Volksvertreter Michael Faber

Stellungnahme zur Petition Die Bonner Oper muss am Rhein bleiben

Die Linke, zuletzt bearbeitet am 19.05.2026

Fraktionsbeschluss, veröffentlicht von Michael Faber. Die Entscheidungsgrundlage ist ein Beschluss der Fraktion Die Linke

Ich stimme zu / überwiegend zu.
Ich unterstütze einen Antrag im Parlament, wenn sich genügend andere Vertreter anschließen.
Ich befürworte eine öffentliche Anhörung im Fachausschuss.
Ich befürworte eine öffentliche Anhörung im Parlament/Plenum.
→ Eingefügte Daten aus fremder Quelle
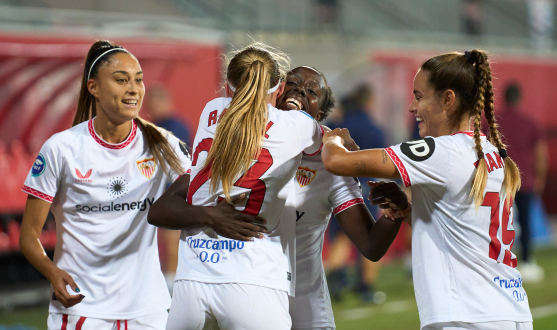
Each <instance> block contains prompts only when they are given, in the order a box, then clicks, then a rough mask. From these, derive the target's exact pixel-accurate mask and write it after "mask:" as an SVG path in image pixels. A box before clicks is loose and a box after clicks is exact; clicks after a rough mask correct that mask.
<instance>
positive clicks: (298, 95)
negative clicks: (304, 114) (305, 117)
mask: <svg viewBox="0 0 557 330" xmlns="http://www.w3.org/2000/svg"><path fill="white" fill-rule="evenodd" d="M324 88H325V82H324V81H323V78H322V77H321V75H320V74H319V73H318V72H317V71H315V70H313V69H311V68H309V67H305V66H301V67H297V68H295V69H294V70H292V71H290V72H288V75H287V77H286V85H285V87H284V93H282V95H281V96H280V97H279V98H278V100H277V108H278V109H281V110H304V111H305V112H307V113H309V114H310V115H311V116H312V117H313V118H315V119H316V120H318V121H319V120H320V118H321V116H322V115H323V111H321V106H322V104H323V100H324V98H325V92H324V91H323V89H324Z"/></svg>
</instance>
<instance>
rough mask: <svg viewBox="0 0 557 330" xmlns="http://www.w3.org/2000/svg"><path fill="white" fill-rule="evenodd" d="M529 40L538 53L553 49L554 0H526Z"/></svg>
mask: <svg viewBox="0 0 557 330" xmlns="http://www.w3.org/2000/svg"><path fill="white" fill-rule="evenodd" d="M527 3H528V16H529V21H530V38H531V41H532V45H533V46H534V48H535V49H536V50H537V51H538V52H540V51H541V52H549V51H551V48H552V47H553V29H554V16H555V13H554V12H555V10H554V9H555V1H554V0H528V1H527Z"/></svg>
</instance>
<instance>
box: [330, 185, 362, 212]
mask: <svg viewBox="0 0 557 330" xmlns="http://www.w3.org/2000/svg"><path fill="white" fill-rule="evenodd" d="M333 178H334V179H333V185H332V187H331V193H330V194H329V203H331V205H332V206H333V214H334V215H337V214H338V213H340V212H342V211H344V210H346V209H347V208H349V207H352V206H354V205H356V204H364V199H363V197H362V188H361V186H360V181H358V179H357V178H351V177H343V176H334V177H333Z"/></svg>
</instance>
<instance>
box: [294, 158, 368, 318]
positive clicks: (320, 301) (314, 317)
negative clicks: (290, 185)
mask: <svg viewBox="0 0 557 330" xmlns="http://www.w3.org/2000/svg"><path fill="white" fill-rule="evenodd" d="M356 204H364V200H363V198H362V190H361V188H360V185H359V182H358V181H357V179H355V178H351V177H341V176H336V175H333V174H331V173H329V172H327V171H325V166H324V165H323V162H322V161H321V154H319V155H316V156H311V157H310V156H304V157H303V158H302V163H301V164H300V166H299V167H298V171H297V172H296V177H295V178H294V179H293V185H292V188H291V190H290V194H289V195H288V199H287V201H286V208H285V211H284V213H283V219H285V220H286V221H291V219H295V220H296V249H295V253H296V260H295V261H296V262H295V267H293V268H294V270H295V271H294V274H295V276H294V277H293V279H294V280H295V284H296V297H291V298H290V316H291V317H292V328H293V329H296V328H334V327H335V319H334V316H333V309H332V307H331V299H330V297H329V289H328V287H327V280H326V278H325V270H324V269H323V260H322V252H323V240H324V237H325V230H326V229H327V225H328V224H329V219H330V218H331V212H332V213H333V214H338V213H340V212H342V211H344V210H346V209H347V208H349V207H351V206H353V205H356Z"/></svg>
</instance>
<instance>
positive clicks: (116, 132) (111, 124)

Die Linksfraktion und auch ich plädieren für den Erhalt des bisherigen Opernstandortes (ebenso wie auch für den des Schauspiels in Bad Godesberg). Bei der Weiterentwicklung unserer städtischen Kulturlandschaft geht es für uns um mehr als Kostenfragen. Entscheidend ist in erster Linie der Erhalt der kulturellen Teilhabe aller Bonnerinnen und Bonner.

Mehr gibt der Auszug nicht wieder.